I think the JVM spec actually implying something beyond this. For instance section 8.3 states, "A store operation by T on V must intervene between an assign by T of V and a subsequent load by T of V." Translating this to parrot terms, this would mean that the following is illegal, which it clearly isn't:


find_global P0, "V"
set P0, P1 # "assign by T of V"
find_global P0, "V" # "a subsequent load by T of V" w/o an intervening "store operation by T on V"


I think it is talking about something below the Java-bytecode level--remember, this is the JVM spec, and constrains how an implementation of the JVM must behave when executing a sequence of opcodes, not the rules a Java compiler must follow when generating a sequence of opcodes from Java source code.

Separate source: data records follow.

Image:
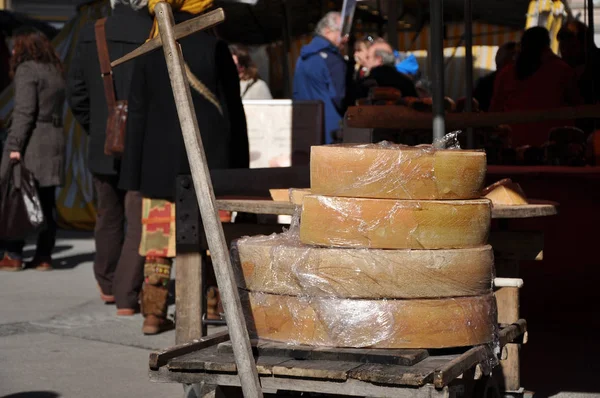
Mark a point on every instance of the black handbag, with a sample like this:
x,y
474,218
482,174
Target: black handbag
x,y
20,207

What I think it's really saying, again translated into Parrot terms, is this:

store_global "foo", P0 # internally, may cache value and not push to main memory
find_global P0, "foo" # internally, can't pull value from main memory if above value was not yet pushed there


and I think the point is this:

find_global P0, "foo" # internally, also caches value in thread-local storage
find_global P0, "foo" # internally, can use cached thread-local value


And, as mentioned in section 8.6, any time a lock is taken, cached values need to be pushed back into main memory, and the local cache emptied. This doesn't make any sense if the "thread's working memory" is interpreted as the stack.